ITC’s Petition comes at a time when Regional Transmission Organizations (RTOs) are initiating their recently approved competitive solicitation processes. Southwest Power Pool (SPP) currently has an open bidding window for its first competitive project. The Midcontinent Independent System Operator (MISO) is expected to launch its competitive process prior to year end. Both SPP and MISO require 40-year, annual revenue requirement (project costs plus return) estimates. Based on experience in other regions, it is likely developers will seek to submit binding bids for these revenue requirements as well. Full revenue requirement bids raise questions as to how a regulated cost-of-service methodology works in a competitive environment.
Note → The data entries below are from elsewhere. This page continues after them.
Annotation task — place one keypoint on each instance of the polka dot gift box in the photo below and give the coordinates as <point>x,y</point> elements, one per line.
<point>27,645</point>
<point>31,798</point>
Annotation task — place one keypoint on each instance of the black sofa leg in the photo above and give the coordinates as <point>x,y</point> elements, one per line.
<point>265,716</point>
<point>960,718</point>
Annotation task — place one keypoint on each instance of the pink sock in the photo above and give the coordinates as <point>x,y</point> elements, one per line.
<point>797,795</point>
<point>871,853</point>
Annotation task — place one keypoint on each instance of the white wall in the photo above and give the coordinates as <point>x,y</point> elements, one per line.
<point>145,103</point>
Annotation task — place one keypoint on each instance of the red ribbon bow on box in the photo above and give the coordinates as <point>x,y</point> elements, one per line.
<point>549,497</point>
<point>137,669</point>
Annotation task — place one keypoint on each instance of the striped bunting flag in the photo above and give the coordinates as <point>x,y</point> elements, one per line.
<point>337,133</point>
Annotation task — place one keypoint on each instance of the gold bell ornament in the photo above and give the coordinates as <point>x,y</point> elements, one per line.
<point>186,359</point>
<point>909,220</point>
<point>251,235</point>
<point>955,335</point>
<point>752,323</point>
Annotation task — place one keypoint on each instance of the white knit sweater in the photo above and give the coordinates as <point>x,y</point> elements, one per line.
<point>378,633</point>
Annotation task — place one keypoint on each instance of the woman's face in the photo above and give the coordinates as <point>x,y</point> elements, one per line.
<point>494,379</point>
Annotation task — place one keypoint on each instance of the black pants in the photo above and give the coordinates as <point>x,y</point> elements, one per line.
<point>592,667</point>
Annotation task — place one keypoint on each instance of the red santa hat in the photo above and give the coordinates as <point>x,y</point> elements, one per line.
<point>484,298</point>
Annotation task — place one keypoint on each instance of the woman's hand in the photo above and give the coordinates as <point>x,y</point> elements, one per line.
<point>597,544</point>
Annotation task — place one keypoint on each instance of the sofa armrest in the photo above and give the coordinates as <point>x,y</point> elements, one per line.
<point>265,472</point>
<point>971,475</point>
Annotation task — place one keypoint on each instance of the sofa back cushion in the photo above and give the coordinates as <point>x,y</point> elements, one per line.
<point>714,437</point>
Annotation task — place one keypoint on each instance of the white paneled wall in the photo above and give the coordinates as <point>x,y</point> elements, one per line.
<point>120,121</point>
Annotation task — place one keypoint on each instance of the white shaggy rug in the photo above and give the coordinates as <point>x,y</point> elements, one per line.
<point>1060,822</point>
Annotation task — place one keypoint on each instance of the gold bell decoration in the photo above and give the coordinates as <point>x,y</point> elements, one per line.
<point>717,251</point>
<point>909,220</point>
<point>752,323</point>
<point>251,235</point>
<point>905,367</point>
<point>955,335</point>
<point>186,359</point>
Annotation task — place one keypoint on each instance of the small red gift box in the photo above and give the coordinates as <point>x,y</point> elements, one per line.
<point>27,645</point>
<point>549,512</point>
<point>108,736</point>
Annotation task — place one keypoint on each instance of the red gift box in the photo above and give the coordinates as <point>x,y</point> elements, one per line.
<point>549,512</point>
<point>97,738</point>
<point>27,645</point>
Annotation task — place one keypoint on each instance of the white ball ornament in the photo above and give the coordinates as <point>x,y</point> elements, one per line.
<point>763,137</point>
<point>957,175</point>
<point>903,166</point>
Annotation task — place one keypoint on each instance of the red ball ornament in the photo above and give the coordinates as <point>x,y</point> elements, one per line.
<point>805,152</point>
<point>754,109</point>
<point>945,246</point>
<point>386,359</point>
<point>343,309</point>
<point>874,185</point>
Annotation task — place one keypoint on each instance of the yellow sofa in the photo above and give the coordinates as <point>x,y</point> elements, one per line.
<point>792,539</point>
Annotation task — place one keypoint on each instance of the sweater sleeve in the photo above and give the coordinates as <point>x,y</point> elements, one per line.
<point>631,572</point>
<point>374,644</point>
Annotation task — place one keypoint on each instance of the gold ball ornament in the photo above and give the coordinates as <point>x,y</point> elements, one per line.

This question has not been addressed to date, because CAISO and PJM, the only other regions that have conducted competitive processes to award new transmission projects, only require that developers bid on project costs, not full revenue requirements.
“As Order 1000 is being implemented, cost containment measures, including binding bids, are becoming commonplace, which shifts more risk to transmission developers,” said Daniel Oginsky, executive vice president of U.S. Regulated Grid Development for ITC. “To have veracity in the competitive process, cost containment mechanisms make sense, but it is also necessary for FERC to address this untenable ‘head’s I win; tails you lose’ situation for developers,” said Oginsky.
Any costs incurred by the winning bidder in excess of a binding bid, regardless of prudence or benefit to ratepayers, will not be recoverable. To be fair then, cost savings achieved below the binding bid level should benefit the developer who achieved those savings. However, developers would be exposed to Federal Power Act Section 206 complaints seeking to lower rates. Thus, a developer is faced with receiving the lower of cost or bid, a situation that is unfair and will not for long support genuine competition in transmission development.
The Petition proposes the Commission grant Mobile-Sierra protection for a winning binding bid, at FERC’s discretion, upon approval of an implementing FPA Section 205 rate filing. Such a result would be consistent with the United States Supreme Court’s Mobile-Sierra cases, which protect agreements freely entered into and has been extended to rates and rate elements developed through competitive market processes, including rates established through capacity auctions.
“It is illogical to require developers to offer 40-year bids with rate components that could be changed through future regulatory proceedings. We do not need a lengthy, costly and complex new competitive process to regulate transmission rates. The goal should be that competition will result in disciplined rates and drive innovation,” Oginsky said.
A member of three RTOs, ITC has invested $5.2 billion in transmission infrastructure since its inception in 2003 through March 31, 2015, completing four large-scale regional transmission projects in the past four years alone across the Midwest and Great Plains. “To make competitive transmission work, we need to know when we make our bid whether that bid will be acceptable to federal regulators and how durable it is. If a developer takes on greater risk by binding its bid, and that bid is found to be superior to all others and selected through a FERC-approved process, customers should not be able to undo that agreement, unless there is a higher public interest reason for doing so,” Oginsky explained.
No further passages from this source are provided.